The best thing about neuromuscular adaptation? Its effects last a surprisingly long time. A 2005 Medicine and Science in Sports and Exercise study showed that the efficiency of cyclists kept increasing for 4 weeks after the end of an 8-week leg-strength training program–even though their lean-muscle mass hadn't changed. And in a 2000 study in the European Journal of Applied Physiology, middle-aged subjects could still perform the same level of explosive movements 3 weeks after finishing a 24-week training program
The fix To hike faster, try speed skips. Pushing off your left foot, raise your right leg to 90 degrees and your left arm up, bent at 90 degrees as if you're running. Hop on your left foot, then bring down your right leg and push off to skip forward. Repeat this motion as fast as you can, alternating legs with each step.

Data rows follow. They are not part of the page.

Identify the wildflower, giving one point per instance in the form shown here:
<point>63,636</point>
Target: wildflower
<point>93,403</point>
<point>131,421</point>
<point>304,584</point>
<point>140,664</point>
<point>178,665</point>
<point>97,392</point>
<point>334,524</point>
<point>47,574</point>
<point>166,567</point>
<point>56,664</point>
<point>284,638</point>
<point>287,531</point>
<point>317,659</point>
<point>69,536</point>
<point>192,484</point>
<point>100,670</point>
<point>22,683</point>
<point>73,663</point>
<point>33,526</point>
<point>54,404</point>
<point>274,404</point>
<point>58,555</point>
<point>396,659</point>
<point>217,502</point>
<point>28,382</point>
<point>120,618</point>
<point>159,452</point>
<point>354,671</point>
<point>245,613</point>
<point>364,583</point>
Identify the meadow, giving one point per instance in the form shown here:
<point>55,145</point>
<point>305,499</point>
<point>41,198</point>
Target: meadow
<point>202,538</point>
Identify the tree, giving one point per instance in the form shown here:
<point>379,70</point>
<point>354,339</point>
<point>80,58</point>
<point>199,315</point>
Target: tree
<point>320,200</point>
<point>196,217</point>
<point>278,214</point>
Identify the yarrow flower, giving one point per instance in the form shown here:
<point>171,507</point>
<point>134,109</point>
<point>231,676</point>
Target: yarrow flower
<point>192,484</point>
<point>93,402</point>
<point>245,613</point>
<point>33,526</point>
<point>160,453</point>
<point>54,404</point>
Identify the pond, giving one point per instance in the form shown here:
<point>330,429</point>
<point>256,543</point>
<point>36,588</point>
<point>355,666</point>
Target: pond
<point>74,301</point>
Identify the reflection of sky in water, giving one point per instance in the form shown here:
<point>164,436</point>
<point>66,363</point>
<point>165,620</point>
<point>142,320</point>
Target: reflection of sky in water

Extra Credit: The power snatch
"If you're going to be taking quick steps, or climbing steep terrain, you can borrow from traditional weightlifting," says Soika. Olympic-style lifts target every muscle in your legs–two in your calves, three in your hams, and four in your quads–and teach them all to fire, stat. Warning: If done incorrectly, this exercise can cause injury. Ask a trainer to show you the proper technique.
Stand over a barbell and position your feet shoulder-width apart, toes pointed slightly outward and head erect. Squat down and grasp the bar with a wide grip, elbows locked and arms perpendicular to the bar with wrists flexed.
Using your legs, explode the barbell up off the floor. When the weight passes your knees, push in with your hips and pull the barbell up with your back, bringing the bar into contact with your legs at the top of your thighs.
Accelerate the bar upward with your legs and back until your body is fully extended, then bend your elbows, pulling the bar up with your arms as you jump your feet out to the sides. Descend into a half-squat.
Finally, with the bar moving up and your body moving down, your arms should relock overhead. Squat up into a standing position with the bar overhead.
5) Injury Prevention
A new kind of warmup might solve most muscle tweaks.
The new rules You may know that many researchers think static stretching–when, say, you simply pull your ankle up to your butt–can do as much harm as good. But now experts are reaching back to the old days of calisthenics to inform the new vogue in stretching. It's called dynamic warmups–that is, doing high skips, jumping jacks, and the like before reaching to touch your toes. "Think about taking a rubber band out of the fridge and stretching it, then think about one that's nice and warm," says Matt Horton.
Avery Faigenbaum, an associate professor of exercise science at the College of New Jersey, says dynamic warmups do three things. They boost your body temperature, they raise your kinesthetic awareness (essentially, your body's sense of how it moves in space), and they increase motor-unit excitability, which he likens to "turning on" your muscle fibers. All of these effects prevent injury. "Static stretching turns on your slow-twitch muscles, the ones you need for steady endurance," he says. "Dynamic warmups turn on your fast-twitch fibers–so they'll be ready when you backpack up a hill, trip on a root, and need to catch yourself." A bonus: Faigenbaum, in an October 2006 study in the Journal of Athletic Training, reported that dynamic warmups increase performance more than static stretching does. "You work through your range of motion much better than if you just do a forward bend," he says. "Backpacking is a dynamic sport with lunging and turning on unstable ground, and this will get you ready for it."